The Covid pandemic helped accelerate the industry’s adoption of digital solutions in response to home working and a rapidly changing marketplace.
Over the past two years it has become clear that emails and telephone calls cannot match the speed of API and cloud-based systems for information gathering, data sharing or to make bookings.
We have also witnessed the rapid rise of online booking portals – whether in-house or third-party providers – that allow airlines to expand their digital reach to more small and medium-sized freight forwarders that may not warrant the time and effort of building individual API connections.
The increasing use of e-commerce and digital communication in everyday life has also helped push their use in air cargo, with industry participants asking: “If online I can book a holiday, buy goods, communicate with people, pay bills, and manage my finances, why can’t I make an airfreight booking or find out information about my shipments without phoning or sending an email?”
Looking ahead, future generations of air cargo workers will be more attuned to a digital working environment and will expect these solutions as standard in the work place.
With this in mind, IATA says we are past the point of no return: “Digitalisation is an imperative in air cargo, not an option or a nice to have.
“Covid has forced many parties to substitute manual processes with digital automation and now that the global logistics chain is coming back up, there are insufficient human resources to revert to manual processes. The only way now is to move digitally.”
The digitalisation stream at this year’s World Cargo Symposium will examine: the role and opportunity for IT platforms; digital distribution and booking; how solution providers are adapting; ULD tracking; and the role of hackathons in digital adoption. Speakers will outline the digital systems they have implemented and how these will develop further.
There will also be a session on the progress being made around IATA’s ONE Record project.

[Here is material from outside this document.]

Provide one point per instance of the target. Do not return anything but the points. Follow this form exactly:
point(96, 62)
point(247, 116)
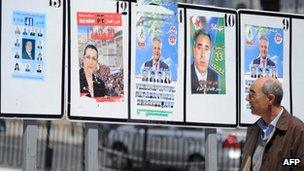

This aims to build an end-to-end digital logistics and transport supply chain where data is easily and transparently exchanged in a digital ecosystem of air cargo stakeholders, communities and data platforms.
ONE Record is a standard for data sharing and creates a single record view of the shipment.
This standard defines a common model for the data that is shared via standardised and secured web API.
The standard is based on mature but progressive data-sharing technologies that are well aligned with the best practices used by leading airlines.
This makes it directly accessible to IT teams and service providers.
During the ONE Record session, speakers will present examples of new use cases, such as digital business that did not exist before the project began.
“For example the use of ONE Record in digital systems to track and manage ULD container resources worldwide and smart ways of dealing with shortage or surplus. We will look at the use of digital systems to track and manage the complex logistics processes and provide detailed planning and tracking insights,” IATA says.
There is also a session on a project in Germany where organisations and companies are implementing ONE Record to support the transport of perishables, with active data sharing between logistics and transport stakeholders to provide visibility for planning and managing these time- and temperature- sensitive transports.
IATA’s call to action on digitalisation reflects a changing world where air cargo cannot afford to be left behind.
“Our call to action for governments and the industry is that digital transformation is an unstoppable trend that provides efficiencies required to manage an ever-growing and increasingly complex global supply chain,” IATA says.